Environnement : « L’éléphant le plus solitaire du monde » au Cambodge, accueilli par Cher

Un éléphant de 35 ans a été transféré dans une réserve faunique au Cambodge après que sa condition misérable dans un zoo d’Islamabad eut déclenché un tollé mondial. La chanteuse américaine Cher a fait campagne pour sa liberté pendant des années.

« L’éléphant le plus solitaire du monde » au Cambodge, accueilli par Cher
« L’éléphant le plus solitaire du monde » au Cambodge, accueilli par Cher

Après des années de campagne l’artiste, Kaavan l’éléphant a finalement atterri au Cambodge en provenance du Pakistan pour commencer une nouvelle vie dans un sanctuaire local, la réserve faunique de Kulen Prom Tep dans la province d’Oddâr Meanchey. L’état misérable de l’éléphant hébergé dans un zoo d’Islamabad avait déclenché un tollé parmi les groupes de défense des animaux dans le pays et à l’étranger. Cher était sur le tarmac de l’aéroport de Siem Reap pour accueillir Kaavan, qui a effectué le voyage par avion-cargo spécial.

Bénédiction bouddhiste pour Kaavan
Bénédiction bouddhiste pour Kaavan

« Kaavan mangeait, n’était pas stressé, il dormait même un peu… Il se comporte comme un habitué des voyages », a déclaré Amir Khalil, un vétérinaire de l’organisation de sauvetage des animaux Four Paws, qui a dirigé le projet de réinstallation. Plusieurs dizaines de membres de l’ONG ont utilisé un treuil et une corde pour charger l’éléphant sous sédation dans une caisse sur mesure avant qu’il ne soit soulevé et chargé l’avion-cargo.

« Le vol s’est déroulé sans incident, c’est tout ce que vous pouvez demander lorsque vous transférez un éléphant, a ajouté Khalil »

Cher, qui finance la moitié du coût du voyage de Kaavan, s’était également rendu au Pakistan pour superviser le départ de l’éléphant. Elle a également rencontré le Premier ministre pakistanais Imran Khan et d’autres représentants du gouvernement.
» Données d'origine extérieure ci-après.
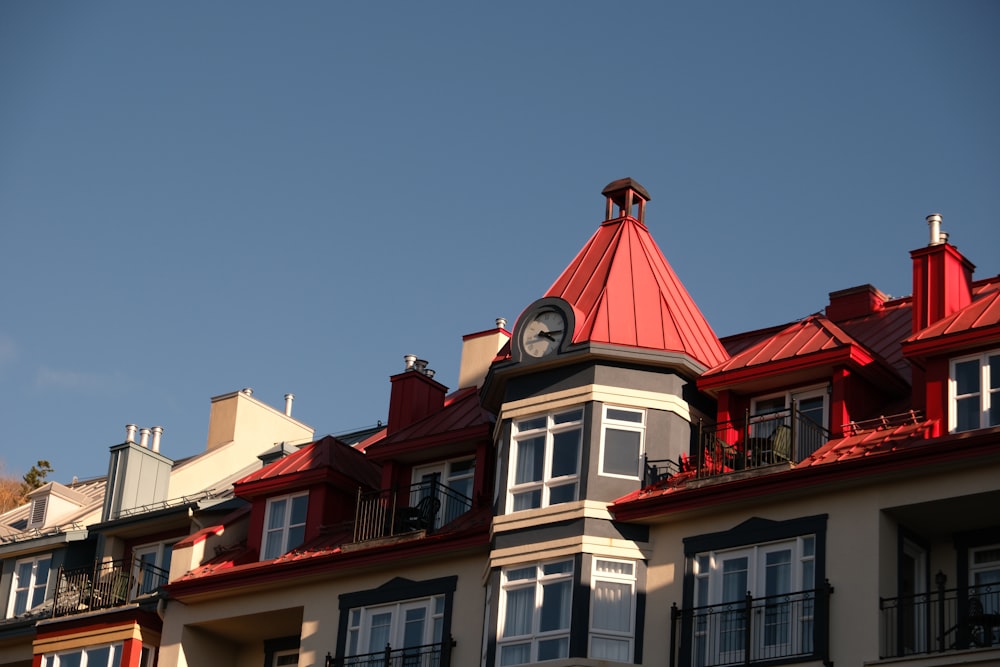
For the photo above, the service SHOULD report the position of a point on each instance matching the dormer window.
(974, 392)
(284, 524)
(36, 518)
(810, 409)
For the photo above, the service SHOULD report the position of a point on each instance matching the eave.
(958, 448)
(951, 343)
(272, 574)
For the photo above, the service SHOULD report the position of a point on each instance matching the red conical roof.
(625, 292)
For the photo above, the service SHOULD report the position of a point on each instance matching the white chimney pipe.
(934, 220)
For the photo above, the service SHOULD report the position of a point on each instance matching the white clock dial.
(543, 334)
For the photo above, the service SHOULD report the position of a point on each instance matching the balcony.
(106, 585)
(425, 506)
(944, 620)
(780, 438)
(753, 630)
(428, 655)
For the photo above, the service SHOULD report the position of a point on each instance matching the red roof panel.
(626, 294)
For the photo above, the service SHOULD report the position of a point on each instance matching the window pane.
(551, 649)
(520, 608)
(967, 413)
(276, 519)
(299, 504)
(610, 649)
(527, 500)
(565, 452)
(515, 654)
(530, 456)
(625, 415)
(612, 606)
(967, 377)
(555, 606)
(621, 452)
(566, 417)
(562, 494)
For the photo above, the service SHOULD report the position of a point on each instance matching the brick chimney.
(854, 302)
(942, 278)
(415, 395)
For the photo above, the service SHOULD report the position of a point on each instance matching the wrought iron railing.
(753, 630)
(105, 585)
(424, 506)
(942, 620)
(787, 436)
(428, 655)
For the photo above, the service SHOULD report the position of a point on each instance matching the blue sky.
(199, 197)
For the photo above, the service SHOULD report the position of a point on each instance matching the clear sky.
(197, 197)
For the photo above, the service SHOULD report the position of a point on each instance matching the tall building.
(612, 484)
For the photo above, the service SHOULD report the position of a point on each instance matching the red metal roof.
(625, 293)
(814, 342)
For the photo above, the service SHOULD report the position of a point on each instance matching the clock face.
(543, 334)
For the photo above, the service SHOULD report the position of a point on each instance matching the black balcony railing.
(753, 630)
(428, 655)
(105, 585)
(424, 506)
(943, 620)
(782, 437)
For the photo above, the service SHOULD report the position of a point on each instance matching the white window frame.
(359, 626)
(281, 532)
(86, 659)
(708, 574)
(31, 586)
(161, 552)
(553, 427)
(609, 423)
(625, 577)
(546, 574)
(987, 396)
(447, 477)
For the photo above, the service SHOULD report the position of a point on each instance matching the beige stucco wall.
(861, 550)
(189, 640)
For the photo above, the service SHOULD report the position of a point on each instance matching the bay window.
(974, 392)
(622, 442)
(535, 612)
(284, 524)
(31, 577)
(545, 460)
(612, 610)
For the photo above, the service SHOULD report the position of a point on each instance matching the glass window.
(31, 577)
(780, 579)
(974, 392)
(545, 460)
(410, 629)
(108, 655)
(284, 524)
(535, 612)
(612, 615)
(622, 442)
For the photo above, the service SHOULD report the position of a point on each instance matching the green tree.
(35, 477)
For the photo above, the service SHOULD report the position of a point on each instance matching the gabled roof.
(625, 293)
(461, 416)
(969, 326)
(812, 343)
(322, 456)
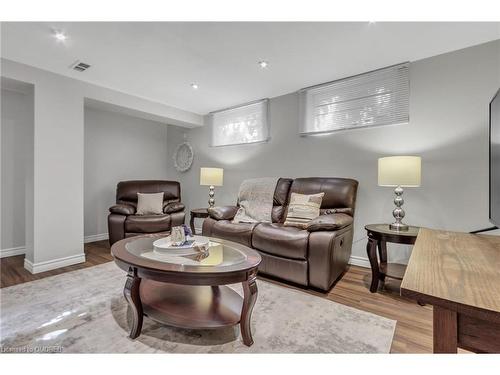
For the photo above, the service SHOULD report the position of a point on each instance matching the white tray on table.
(164, 246)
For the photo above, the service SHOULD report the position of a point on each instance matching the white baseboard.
(95, 237)
(359, 261)
(12, 251)
(53, 264)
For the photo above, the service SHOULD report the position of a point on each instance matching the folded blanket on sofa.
(255, 200)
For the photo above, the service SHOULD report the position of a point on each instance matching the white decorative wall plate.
(183, 157)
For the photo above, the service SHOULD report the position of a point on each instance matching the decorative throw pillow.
(302, 209)
(149, 204)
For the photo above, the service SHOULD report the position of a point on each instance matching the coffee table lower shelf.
(191, 306)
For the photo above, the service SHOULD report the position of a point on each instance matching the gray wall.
(448, 128)
(16, 133)
(118, 147)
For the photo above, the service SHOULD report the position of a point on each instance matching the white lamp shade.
(399, 171)
(211, 176)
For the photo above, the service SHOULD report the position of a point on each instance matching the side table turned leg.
(371, 250)
(382, 252)
(131, 293)
(191, 224)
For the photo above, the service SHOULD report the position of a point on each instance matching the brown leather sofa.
(122, 220)
(312, 257)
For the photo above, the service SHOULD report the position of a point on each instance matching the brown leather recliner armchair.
(316, 256)
(122, 220)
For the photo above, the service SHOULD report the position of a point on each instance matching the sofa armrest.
(122, 209)
(329, 222)
(223, 212)
(172, 207)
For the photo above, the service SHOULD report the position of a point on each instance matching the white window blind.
(247, 123)
(380, 97)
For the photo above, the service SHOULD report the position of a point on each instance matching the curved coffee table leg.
(249, 298)
(131, 293)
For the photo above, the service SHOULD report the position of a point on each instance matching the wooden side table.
(378, 236)
(197, 213)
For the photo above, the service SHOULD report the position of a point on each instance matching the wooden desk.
(459, 274)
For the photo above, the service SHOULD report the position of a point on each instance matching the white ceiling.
(159, 60)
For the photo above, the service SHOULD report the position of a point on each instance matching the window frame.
(265, 119)
(305, 108)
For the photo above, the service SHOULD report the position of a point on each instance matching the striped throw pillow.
(302, 209)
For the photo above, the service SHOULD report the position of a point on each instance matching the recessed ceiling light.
(59, 35)
(263, 64)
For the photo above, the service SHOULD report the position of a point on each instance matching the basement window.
(247, 123)
(380, 97)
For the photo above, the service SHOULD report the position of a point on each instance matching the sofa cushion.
(147, 223)
(302, 209)
(276, 239)
(122, 209)
(222, 212)
(329, 222)
(237, 232)
(173, 207)
(149, 204)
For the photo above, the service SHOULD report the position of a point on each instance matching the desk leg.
(445, 334)
(371, 250)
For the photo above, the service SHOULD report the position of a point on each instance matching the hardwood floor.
(414, 323)
(12, 269)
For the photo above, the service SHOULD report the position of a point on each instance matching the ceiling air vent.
(80, 67)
Le sanctuaire cambodgien qui accueille Kaavan abrite plus de 80 éléphants et est géré par les spécialistes de l’ONG WildLife Conservation. « Grâce à Cher et aussi aux militants environnementaux pakistanais, le sort de Kaavan a fait les gros titres dans le monde entier et cela a contribué à faciliter son transfert », a déclaré le porte-parole de Four Paws, Martin Bauer.

Arrivée en avion cargo spécial
Arrivée en avion cargo spécial

La misère de Kaavan

Kaavan vivait dans de mauvaises conditions dans un petit enclos du zoo de Marghazar à Islamabad depuis plus de 30 ans. Sa compagne, Saheli, est décédé en 2012, en raison de la négligence et du mauvais traitement des autorités du zoo. Des militants du monde entier ont fait campagne pour la libération de Kaavan, accusant les gardiens de zoo d’Islamabad de le garder isolé, enchaîné et de ne pas fournir au gros animal un abri et des secours appropriés pendant les mois d’été. Ils ont également mené une longue bataille juridique pour sa liberté.

Libération

En mai dernier, un tribunal d’Islamabad a ordonné aux autorités de libérer l’animal et de lui trouver un sanctuaire approprié. La décision a également vu les juges pakistanais ordonner le déplacement de dizaines d’autres animaux, y compris des lions, des ours et des oiseaux, jusqu’à ce que le zoo améliore les conditions de vie des animaux. Kaavan est arrivé à Islamabad en provenance du Sri Lanka alors éléphanteau en 1985. En 2002, des gardiens de zoo ont déclaré qu’il était temporairement enchaîné en raison d’un comportement de plus en plus violent. Il a été libéré cette année-là, mais les responsables du zoo ont apparemment repris plus tard ces mauvais traitements.

Cruauté animale

Les militants des droits des animaux ont déclaré que la loi pakistanaise sur la prévention de la cruauté envers les animaux, adoptée en 1890, était dépassée. Même si la cruauté envers les animaux a été érigée en infraction punissable dans le pays plus tôt cette année, les secouristes affirment que les amendes ne peuvent à elles seules dissuader les abus.

« Il y a beaucoup d’améliorations à apporter », a déclaré Rab Nawaz de la Fédération mondiale de la nature au Pakistan. « Kaavan n’est qu’un seul animal parmi d’autres. Il y a beaucoup d’animaux au Pakistan… qui sont dans des conditions misérables », a-t-il ajouté.